Phase II Trial, Randomized, Under Single-blind Conditions, Assessing Two Models of Modified Hypofractionated Proton-therapy on Patients With Large Choroidal Melanomas

Ocular melanomas have been treated for a long time by enucleation, with an unfavorable major impact on the patient's quality of life, social life, self-image, how they feel about others and about living with this disability. As a matter of fact, classical radiation therapy by photons is not accurate enough to deliver a sufficiently high dose to eradicate a melanoma without causing irreversible ocular brain complications since these tumors are " relatively radio resistant ". The possibility of delivering high doses due to the precision of protons ("Bragg peak") has allowed to overcome this limitation. The conservative uveal melanoma treatment has become a standard after the Collaborative Ocular Melanoma Study (COMS) indicating an equivalent rate of metastases and a non-impaired survival rate with a conservative treatment when compared to immediate enucleation. The quality of life benefits due to a conservative treatment has been demonstrated. Protontherapy dose has been defined in an empirical manner, it is probably excessive even if it applies to radio-resistant tumors.

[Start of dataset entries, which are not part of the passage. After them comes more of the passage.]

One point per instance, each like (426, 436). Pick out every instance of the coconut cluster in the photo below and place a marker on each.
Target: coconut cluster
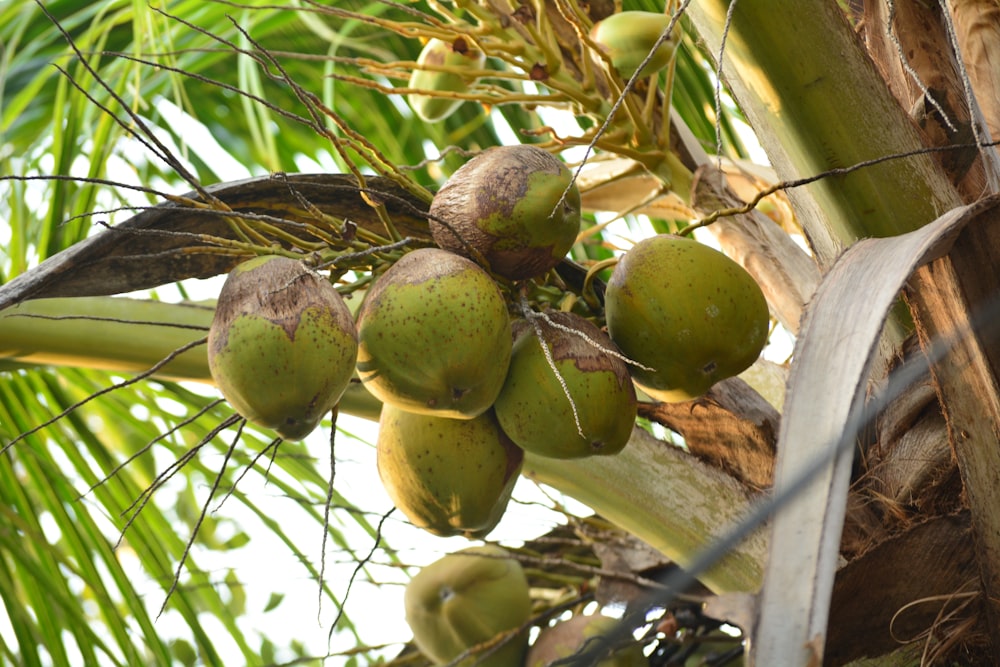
(467, 389)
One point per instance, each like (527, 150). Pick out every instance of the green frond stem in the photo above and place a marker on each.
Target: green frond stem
(666, 498)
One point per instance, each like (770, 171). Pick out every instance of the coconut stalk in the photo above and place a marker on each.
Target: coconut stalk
(811, 118)
(652, 489)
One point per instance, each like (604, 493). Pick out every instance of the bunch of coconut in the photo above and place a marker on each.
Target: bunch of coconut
(466, 386)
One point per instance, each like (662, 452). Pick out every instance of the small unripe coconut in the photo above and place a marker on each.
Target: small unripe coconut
(468, 598)
(687, 312)
(434, 336)
(282, 345)
(512, 207)
(533, 408)
(628, 37)
(448, 476)
(459, 54)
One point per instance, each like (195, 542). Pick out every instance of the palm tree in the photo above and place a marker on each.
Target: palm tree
(146, 146)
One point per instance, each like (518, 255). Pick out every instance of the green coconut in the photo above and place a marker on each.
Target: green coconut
(513, 207)
(282, 345)
(458, 55)
(533, 408)
(468, 598)
(448, 476)
(628, 37)
(687, 313)
(434, 336)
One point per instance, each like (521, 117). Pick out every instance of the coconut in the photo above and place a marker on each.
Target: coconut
(282, 345)
(448, 476)
(512, 207)
(468, 598)
(533, 409)
(459, 55)
(434, 336)
(690, 315)
(628, 37)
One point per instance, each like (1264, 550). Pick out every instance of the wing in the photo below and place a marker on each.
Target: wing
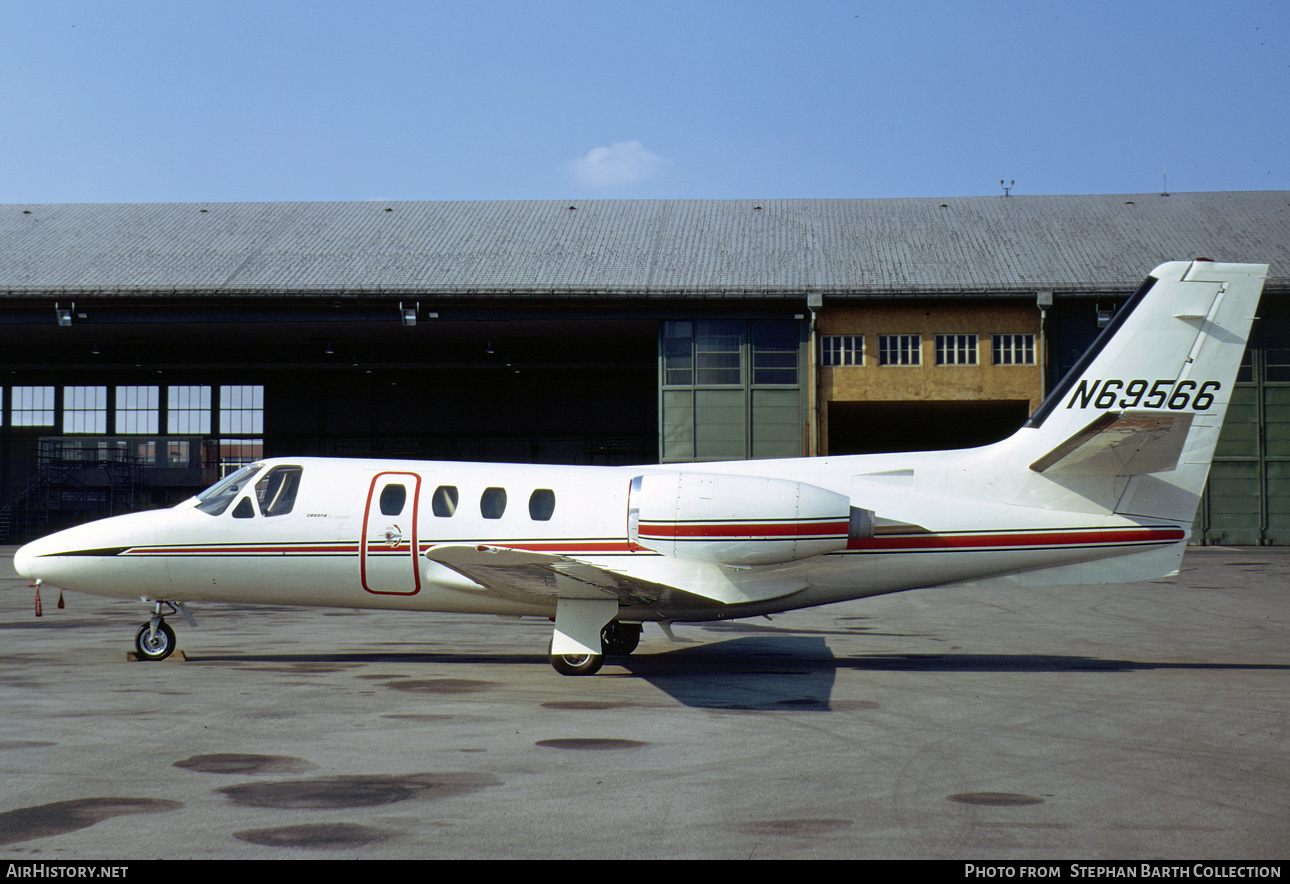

In France, radiotherapy by protons for choroidal melanomas delivers a dose of 60 Gy cobalt equivalent (that is 52 measured Gy, or " Physical dose") in 4 fractions and 4 days.

Referential treatment of ocular melanomas (other than conjunctiva) indicates proton-therapy for T1, T2, T3 < 40% of ocular volume, and T4 only if extra scleral extension ≤ 2mm. However, there is an enucleation indication for T3 > 40% of ocular volume and T4.

Our purpose is to override this relative contraindication, choroidal melanoma volume ≥ 40% of ocular volume. As a matter of fact, the investigators observe an increasing demand from ophthalmologists and patients for not performing primary enucleation. Also, during the last five years treatment of complications have improved and a less " hard " hypo fractionation (6.5 Gy per fraction) has equivalent local control results as for " hard " fractionation (13 Gy per fraction).